Le procès-verbal d’assemblée générale n’est ni un résumé ni un simple compte rendu : il constitue l’acte juridique qui matérialise les décisions collectives de la copropriété.
L’article 17 du décret du 17 mars 1967 impose l’établissement d’un procès-verbal pour chaque assemblée. Il doit être rédigé séance tenante ou, en cas de tenue à distance, au plus tard dans un délai de huit jours. Ce document retrace fidèlement le déroulement juridique de l’assemblée et fixe définitivement le contenu des décisions prises.

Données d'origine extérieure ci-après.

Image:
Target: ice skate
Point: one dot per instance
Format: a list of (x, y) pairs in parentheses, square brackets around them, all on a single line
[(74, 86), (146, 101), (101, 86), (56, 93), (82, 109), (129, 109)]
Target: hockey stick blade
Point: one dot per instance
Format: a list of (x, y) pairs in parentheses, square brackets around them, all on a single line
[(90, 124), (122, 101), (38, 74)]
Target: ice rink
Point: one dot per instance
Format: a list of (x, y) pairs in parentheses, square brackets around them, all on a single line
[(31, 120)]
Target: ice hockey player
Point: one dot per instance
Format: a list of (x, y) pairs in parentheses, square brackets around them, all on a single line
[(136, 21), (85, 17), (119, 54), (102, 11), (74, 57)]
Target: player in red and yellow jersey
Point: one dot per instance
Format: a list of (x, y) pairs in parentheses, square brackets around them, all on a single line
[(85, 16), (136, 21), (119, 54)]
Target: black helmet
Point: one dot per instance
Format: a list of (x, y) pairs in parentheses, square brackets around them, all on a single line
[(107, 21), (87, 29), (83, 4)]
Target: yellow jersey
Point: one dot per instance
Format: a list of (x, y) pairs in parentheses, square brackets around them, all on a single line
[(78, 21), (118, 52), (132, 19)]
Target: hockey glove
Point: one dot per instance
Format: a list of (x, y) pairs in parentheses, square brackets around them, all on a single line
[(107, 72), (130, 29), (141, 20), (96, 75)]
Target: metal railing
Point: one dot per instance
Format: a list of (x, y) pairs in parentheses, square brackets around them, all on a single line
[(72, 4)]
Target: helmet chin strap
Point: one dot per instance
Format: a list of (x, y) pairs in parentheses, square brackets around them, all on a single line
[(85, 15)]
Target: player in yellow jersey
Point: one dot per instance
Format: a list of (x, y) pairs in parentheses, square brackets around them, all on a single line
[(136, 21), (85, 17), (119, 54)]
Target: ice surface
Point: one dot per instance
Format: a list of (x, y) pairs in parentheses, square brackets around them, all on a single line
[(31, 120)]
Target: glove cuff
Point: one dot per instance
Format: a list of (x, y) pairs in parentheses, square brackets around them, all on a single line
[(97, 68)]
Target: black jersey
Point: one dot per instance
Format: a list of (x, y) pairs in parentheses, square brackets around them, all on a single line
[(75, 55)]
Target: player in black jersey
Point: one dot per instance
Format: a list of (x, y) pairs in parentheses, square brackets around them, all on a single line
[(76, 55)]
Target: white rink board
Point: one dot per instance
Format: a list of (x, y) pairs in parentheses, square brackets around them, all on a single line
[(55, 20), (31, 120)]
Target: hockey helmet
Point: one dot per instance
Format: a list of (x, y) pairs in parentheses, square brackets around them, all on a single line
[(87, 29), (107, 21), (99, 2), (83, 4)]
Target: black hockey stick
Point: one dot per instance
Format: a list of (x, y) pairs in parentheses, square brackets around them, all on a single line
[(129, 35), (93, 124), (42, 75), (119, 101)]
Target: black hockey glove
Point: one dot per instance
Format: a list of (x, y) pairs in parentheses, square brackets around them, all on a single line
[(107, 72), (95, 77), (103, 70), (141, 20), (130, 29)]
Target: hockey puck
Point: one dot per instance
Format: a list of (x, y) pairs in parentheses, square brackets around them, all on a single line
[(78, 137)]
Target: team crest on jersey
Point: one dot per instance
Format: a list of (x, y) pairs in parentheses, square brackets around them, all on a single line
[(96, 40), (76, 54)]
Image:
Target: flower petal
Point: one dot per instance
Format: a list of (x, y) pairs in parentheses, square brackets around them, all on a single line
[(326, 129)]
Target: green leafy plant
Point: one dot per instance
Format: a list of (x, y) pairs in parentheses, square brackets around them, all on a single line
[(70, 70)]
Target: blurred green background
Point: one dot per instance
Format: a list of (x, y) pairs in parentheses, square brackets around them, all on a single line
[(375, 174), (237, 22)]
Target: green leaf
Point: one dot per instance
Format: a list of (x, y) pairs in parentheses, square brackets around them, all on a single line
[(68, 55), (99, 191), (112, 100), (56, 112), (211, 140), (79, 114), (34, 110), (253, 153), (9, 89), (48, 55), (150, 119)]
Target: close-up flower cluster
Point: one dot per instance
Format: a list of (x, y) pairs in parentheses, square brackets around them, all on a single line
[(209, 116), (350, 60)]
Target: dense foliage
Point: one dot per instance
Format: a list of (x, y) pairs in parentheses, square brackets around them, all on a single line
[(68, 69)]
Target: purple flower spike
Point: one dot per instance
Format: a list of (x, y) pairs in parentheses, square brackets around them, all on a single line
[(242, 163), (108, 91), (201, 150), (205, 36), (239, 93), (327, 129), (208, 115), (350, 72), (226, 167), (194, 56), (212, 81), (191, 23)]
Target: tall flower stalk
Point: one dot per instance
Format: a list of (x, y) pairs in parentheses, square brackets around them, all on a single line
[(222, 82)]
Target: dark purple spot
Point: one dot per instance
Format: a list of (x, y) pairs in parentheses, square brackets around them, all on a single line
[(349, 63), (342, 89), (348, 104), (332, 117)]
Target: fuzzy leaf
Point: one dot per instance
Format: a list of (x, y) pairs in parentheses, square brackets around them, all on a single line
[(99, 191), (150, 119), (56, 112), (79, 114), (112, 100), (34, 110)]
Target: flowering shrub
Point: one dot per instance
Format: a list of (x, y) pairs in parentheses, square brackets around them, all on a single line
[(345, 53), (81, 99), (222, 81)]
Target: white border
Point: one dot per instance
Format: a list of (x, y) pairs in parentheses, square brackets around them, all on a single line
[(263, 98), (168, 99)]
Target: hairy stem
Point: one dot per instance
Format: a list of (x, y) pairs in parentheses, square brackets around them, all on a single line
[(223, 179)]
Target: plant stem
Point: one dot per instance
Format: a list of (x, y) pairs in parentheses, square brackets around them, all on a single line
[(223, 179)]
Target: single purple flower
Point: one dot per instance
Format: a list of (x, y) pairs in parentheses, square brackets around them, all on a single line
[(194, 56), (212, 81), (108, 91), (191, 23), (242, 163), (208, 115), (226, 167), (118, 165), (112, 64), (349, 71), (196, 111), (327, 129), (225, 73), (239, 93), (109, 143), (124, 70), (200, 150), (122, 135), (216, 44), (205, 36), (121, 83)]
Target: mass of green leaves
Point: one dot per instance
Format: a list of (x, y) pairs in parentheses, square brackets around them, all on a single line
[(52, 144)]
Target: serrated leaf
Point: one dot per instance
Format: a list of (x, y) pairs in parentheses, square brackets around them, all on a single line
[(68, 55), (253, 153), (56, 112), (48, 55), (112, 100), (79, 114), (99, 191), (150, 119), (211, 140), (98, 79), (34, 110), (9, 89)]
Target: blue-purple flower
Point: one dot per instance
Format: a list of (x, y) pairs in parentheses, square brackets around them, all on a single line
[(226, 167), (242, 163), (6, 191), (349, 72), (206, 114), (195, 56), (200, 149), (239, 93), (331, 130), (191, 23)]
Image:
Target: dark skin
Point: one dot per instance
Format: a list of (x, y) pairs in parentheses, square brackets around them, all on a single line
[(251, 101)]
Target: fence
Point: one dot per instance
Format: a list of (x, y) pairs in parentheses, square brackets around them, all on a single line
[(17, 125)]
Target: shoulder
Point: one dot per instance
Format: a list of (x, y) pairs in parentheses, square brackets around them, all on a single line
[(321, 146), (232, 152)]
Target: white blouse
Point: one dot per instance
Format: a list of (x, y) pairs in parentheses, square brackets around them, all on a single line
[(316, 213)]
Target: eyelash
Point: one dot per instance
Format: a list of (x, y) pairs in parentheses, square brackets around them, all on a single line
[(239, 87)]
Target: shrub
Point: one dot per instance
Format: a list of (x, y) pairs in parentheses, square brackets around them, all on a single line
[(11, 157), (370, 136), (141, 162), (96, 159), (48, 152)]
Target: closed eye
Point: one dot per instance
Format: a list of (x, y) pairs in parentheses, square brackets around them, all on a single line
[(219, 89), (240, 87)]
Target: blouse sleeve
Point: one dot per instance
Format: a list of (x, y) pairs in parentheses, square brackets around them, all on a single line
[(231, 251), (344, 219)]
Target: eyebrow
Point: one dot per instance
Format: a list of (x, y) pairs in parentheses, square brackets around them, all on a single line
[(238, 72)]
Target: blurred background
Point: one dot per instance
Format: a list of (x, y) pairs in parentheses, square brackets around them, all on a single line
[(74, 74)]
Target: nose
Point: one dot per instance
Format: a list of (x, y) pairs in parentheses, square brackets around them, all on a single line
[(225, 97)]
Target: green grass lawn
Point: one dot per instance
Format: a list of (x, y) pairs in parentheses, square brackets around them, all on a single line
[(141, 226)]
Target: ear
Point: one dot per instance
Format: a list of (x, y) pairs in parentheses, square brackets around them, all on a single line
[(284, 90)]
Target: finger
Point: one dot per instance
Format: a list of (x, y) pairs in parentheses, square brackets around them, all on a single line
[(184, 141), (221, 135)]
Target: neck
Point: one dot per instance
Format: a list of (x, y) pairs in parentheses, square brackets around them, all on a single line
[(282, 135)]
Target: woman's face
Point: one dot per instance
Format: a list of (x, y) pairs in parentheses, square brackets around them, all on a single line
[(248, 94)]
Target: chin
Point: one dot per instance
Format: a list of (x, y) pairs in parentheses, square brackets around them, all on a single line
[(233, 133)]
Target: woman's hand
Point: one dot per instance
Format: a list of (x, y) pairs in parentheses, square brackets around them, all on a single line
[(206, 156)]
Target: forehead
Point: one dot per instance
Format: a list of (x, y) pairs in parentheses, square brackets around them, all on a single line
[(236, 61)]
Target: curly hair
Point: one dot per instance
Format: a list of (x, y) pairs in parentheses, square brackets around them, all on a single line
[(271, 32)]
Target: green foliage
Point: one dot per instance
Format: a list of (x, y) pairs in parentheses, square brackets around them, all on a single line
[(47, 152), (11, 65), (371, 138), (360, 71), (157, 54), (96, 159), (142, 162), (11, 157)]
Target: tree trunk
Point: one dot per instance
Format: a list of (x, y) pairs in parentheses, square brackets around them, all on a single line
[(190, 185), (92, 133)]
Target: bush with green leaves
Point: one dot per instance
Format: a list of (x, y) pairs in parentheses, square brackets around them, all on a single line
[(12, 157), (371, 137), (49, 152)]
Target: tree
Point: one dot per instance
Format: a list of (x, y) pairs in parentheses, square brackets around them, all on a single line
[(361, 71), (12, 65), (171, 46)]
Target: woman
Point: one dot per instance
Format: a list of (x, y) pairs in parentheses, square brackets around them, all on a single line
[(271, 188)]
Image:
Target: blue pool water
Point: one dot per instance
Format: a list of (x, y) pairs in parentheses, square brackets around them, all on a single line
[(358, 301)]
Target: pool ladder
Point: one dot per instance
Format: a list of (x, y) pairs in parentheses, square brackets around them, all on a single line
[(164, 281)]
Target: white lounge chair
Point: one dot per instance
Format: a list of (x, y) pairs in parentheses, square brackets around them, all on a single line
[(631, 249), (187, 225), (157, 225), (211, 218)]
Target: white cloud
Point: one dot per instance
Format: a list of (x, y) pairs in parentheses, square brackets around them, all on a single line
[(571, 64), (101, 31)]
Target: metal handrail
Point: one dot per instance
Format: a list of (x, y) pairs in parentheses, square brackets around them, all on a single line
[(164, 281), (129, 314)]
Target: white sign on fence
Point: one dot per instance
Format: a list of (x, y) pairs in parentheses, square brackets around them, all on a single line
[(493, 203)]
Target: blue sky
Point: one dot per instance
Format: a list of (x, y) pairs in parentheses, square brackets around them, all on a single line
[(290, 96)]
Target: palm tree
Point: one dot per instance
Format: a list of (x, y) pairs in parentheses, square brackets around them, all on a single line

Le procès-verbal doit reprendre l’intitulé exact de chaque question inscrite à l’ordre du jour, le texte final soumis au vote, y compris lorsqu’il a été modifié en séance, ainsi que le résultat précis de chaque vote. Il doit identifier les copropriétaires opposants, abstentionnistes et défaillants, mentionner les réserves formulées en séance et signaler les incidents techniques lorsqu’un dispositif de vote électronique est utilisé.
La distribution des mandats dits « en blanc » doit également y être consignée. Le procès-verbal doit indiquer par qui ces pouvoirs ont été répartis, conformément aux règles issues de la loi ELAN. À défaut de mention conforme, les pouvoirs peuvent être écartés de certains calculs, notamment lors de l’élection du président de séance.
Le procès-verbal doit être signé par le président de séance, le secrétaire et, le cas échéant, les scrutateurs. La signature électronique est admise, sous réserve de respecter les exigences d’identification et d’intégrité prévues par le code civil.
Enfin, le procès-verbal est conservé dans un registre spécial, papier ou électronique, tenu à jour et garantissant la traçabilité. Ce registre constitue la mémoire juridique permanente de la copropriété.